= Culture Committee of the Parliament of Georgia =

Parliament of Georgia, Tbilisi, Georgia

The Culture Committee of the Parliament of Georgia is one of the committees of the Parliament of Georgia. Within the competence established by the Constitution of Georgia and the legislation, coordinates the cultural policy in the country, including the determination and implementation of institutional reforms and programs in this field. It prepares/reviews draft laws related to the protection of cultural heritage.

The Culture Committee of the Parliament of Georgia was established on March 16, 2021. Until 2021 cultural issues were included within the competence of the Education, Science and Culture Committee of the Parliament, but the Georgian Dream-Democratic Georgia party decided to establish a separate culture committee, the 16th committee in parliament. Elisso Bolkvadze — Georgian pianist, UNESCO Artist for Peace and member of the 10th Term Parliament of Georgia, was elected as the Chairman of the Culture Committee. The Culture Committee consists of 11 deputies.

On November 25, 2024, Giorgi Gabunia, a member of the 11th convocation of the Parliament of Georgia, has been elected as the Chairman of the Culture Committee. Giorgi Gabunia is a professional lawyer and the head of the "Society Georgian".

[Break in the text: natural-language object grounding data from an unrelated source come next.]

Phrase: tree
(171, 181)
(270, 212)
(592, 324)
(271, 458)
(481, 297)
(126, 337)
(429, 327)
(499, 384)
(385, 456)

The Culture Committee of the Parliament of Georgia has determined the promotion of art education as one of the most important issues. The work to amend the law of Georgia on copyright and the rights associated with it is proceeding. The priorities of the Culture Committee were to promote the introduction and development of the art industry and cultural diplomacy in Georgia and to present Georgian culture worldwide.